Antibacterial and photocatalytic activity of chitosan encapsulated Ag/ZnO ternary nanocomposites
Latifa Al Yabhouni, Abdul Subhan, Abdel‐Hamid I. Mourad, Dali Vilma Francis, Zienab F. R. Ahmed, Tholkappiyan Ramachandran
Abstract
Nanocomposites of polymers combined with metal oxide nanoparticles have gained much attention due to their synergistic properties leading to enhanced functional ability. Herein, we report the synthesis of a nanocomposite composed of chitosan (CS) with Ag/ZnO nanoparticles produced via a wet chemistry route.

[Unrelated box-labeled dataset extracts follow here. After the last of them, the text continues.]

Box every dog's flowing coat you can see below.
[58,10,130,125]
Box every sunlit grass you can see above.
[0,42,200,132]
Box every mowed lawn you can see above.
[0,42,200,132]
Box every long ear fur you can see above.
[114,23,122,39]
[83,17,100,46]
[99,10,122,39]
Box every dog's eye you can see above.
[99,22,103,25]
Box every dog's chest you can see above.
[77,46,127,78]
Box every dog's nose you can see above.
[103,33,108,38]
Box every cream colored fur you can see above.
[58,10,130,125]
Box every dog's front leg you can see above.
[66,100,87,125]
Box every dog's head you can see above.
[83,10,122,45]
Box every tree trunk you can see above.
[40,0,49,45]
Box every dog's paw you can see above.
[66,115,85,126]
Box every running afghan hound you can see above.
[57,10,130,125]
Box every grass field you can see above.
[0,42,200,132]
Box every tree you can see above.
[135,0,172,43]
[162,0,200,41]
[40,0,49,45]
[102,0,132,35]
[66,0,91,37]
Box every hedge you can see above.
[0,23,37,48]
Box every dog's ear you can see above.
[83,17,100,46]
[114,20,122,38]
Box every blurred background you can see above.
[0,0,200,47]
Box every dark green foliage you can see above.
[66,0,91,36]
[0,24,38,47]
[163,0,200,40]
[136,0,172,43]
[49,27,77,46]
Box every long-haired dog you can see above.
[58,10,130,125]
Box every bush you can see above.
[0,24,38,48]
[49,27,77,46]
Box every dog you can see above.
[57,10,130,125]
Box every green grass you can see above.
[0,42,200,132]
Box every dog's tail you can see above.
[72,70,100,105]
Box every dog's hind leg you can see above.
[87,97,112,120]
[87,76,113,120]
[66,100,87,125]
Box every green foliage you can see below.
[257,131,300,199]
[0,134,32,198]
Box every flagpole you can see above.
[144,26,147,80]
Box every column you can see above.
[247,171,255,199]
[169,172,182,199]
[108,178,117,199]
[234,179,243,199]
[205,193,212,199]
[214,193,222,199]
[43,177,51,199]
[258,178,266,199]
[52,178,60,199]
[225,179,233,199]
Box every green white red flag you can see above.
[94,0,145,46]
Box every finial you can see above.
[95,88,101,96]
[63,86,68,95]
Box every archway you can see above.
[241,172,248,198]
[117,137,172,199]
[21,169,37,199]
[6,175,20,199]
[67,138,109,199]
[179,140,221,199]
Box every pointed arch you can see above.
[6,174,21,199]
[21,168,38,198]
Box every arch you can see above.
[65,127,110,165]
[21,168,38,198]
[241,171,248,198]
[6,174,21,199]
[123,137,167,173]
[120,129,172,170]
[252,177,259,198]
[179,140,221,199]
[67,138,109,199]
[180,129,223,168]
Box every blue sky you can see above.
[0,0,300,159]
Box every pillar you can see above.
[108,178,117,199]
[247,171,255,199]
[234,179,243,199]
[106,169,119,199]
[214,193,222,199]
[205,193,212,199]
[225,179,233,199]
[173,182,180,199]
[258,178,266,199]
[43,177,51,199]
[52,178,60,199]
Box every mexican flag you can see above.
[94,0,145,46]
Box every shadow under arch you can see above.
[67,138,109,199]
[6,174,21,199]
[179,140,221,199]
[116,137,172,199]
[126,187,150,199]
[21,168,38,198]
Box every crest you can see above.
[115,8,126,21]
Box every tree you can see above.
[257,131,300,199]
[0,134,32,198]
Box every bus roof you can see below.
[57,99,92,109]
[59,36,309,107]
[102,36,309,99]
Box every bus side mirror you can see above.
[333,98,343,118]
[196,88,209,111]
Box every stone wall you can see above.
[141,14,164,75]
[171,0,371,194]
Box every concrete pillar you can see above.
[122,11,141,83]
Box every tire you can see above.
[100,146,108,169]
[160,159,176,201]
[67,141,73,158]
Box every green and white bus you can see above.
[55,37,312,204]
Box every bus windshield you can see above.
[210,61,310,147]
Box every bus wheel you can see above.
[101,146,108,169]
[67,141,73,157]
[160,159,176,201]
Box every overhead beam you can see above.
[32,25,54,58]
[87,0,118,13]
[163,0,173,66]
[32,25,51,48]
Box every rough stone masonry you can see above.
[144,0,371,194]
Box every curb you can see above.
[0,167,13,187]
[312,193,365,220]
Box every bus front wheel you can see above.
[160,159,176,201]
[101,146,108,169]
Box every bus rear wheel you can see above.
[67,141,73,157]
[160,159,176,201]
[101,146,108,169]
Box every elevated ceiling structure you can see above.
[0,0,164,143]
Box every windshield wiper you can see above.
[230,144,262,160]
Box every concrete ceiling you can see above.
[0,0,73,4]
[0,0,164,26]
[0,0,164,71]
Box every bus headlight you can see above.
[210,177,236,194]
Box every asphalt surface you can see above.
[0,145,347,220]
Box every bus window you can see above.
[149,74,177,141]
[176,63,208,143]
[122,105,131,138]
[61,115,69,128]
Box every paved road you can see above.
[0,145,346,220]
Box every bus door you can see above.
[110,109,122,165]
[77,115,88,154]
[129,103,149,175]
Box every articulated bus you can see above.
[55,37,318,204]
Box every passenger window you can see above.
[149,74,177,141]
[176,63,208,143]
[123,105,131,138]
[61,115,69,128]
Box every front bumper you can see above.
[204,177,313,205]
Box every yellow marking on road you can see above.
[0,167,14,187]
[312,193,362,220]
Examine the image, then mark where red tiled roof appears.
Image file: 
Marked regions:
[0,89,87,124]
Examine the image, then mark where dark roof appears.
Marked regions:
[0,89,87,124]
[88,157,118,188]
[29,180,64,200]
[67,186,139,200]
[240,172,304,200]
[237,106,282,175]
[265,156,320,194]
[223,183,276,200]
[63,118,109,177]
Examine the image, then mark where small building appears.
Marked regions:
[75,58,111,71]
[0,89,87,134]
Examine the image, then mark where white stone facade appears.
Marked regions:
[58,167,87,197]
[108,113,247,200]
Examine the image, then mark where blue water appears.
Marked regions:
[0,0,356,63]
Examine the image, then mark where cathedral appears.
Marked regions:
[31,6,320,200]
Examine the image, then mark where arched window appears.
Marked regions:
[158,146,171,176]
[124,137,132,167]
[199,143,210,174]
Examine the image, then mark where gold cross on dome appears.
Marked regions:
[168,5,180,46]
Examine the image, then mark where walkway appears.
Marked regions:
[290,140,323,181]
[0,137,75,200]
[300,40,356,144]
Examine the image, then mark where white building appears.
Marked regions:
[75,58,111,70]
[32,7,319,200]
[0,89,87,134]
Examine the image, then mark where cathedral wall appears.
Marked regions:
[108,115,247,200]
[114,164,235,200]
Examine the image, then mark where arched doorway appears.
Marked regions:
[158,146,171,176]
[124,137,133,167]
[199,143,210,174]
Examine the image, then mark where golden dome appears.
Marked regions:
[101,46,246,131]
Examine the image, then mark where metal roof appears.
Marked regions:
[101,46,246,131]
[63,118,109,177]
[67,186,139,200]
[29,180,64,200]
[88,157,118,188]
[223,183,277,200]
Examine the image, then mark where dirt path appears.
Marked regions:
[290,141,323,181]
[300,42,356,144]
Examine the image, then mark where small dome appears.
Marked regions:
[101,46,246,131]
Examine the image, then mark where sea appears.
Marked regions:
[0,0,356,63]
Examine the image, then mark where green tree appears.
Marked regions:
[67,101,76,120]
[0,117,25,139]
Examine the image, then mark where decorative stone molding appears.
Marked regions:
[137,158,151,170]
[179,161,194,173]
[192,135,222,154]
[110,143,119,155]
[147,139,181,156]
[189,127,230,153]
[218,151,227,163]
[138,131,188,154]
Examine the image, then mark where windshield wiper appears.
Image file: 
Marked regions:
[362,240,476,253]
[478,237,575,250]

The CS/Ag/ZnO nanocomposite was characterized to study its crystal structure, morphology, thermal, and chemical properties. Morphological studies revealed uniform deposition of Ag NPs (with size range of 20-50 nm) and ZnO nanoparticles (with size range of 80-100 nm) within the chitosan matrix. XRD analysis of the composite revealed a shift in peak position of chitosan and suppression of crystalline peaks of Ag and ZnO NPs. The TGA analysis confirmed better thermal stability of the composite with the infusion of Ag and ZnO NPs. FTIR and Raman analysis confirmed the molecular interaction of Ag and ZnO NPs with CS. The estimated band gap of the CS/Ag/ZnO was 2.97 eV is lower than Ag and ZnO NPs. The nanocomposite showed a remarkable antibacterial activity against human pathogens ( Staphylococcus aureus, Listeria sp., Escherichia coli, and Salmonella typhimurium ) tested using the resazurin assay with the highest potency observed for E.coli with both minimum inhibitory concentration (MIC) and minimum bactericidal concentration (MBC) values of 0.1562 µg/µL. Further, the catalytic response of CS/Ag/ZnO towards the photodegradation of the methylene blue dye revealed degradation of 89.4% within 120 min under simulated sunlight, with a rate constant of K=0.0016 min -1 when compared with 70.6 % and 74.3% degradation observed for Ag NPs and ZnO NPs respectively. The bi-functional ability of the synthesized CS/Ag/ZnO composite nanomaterial is demonstrated, and prospective applications are discussed.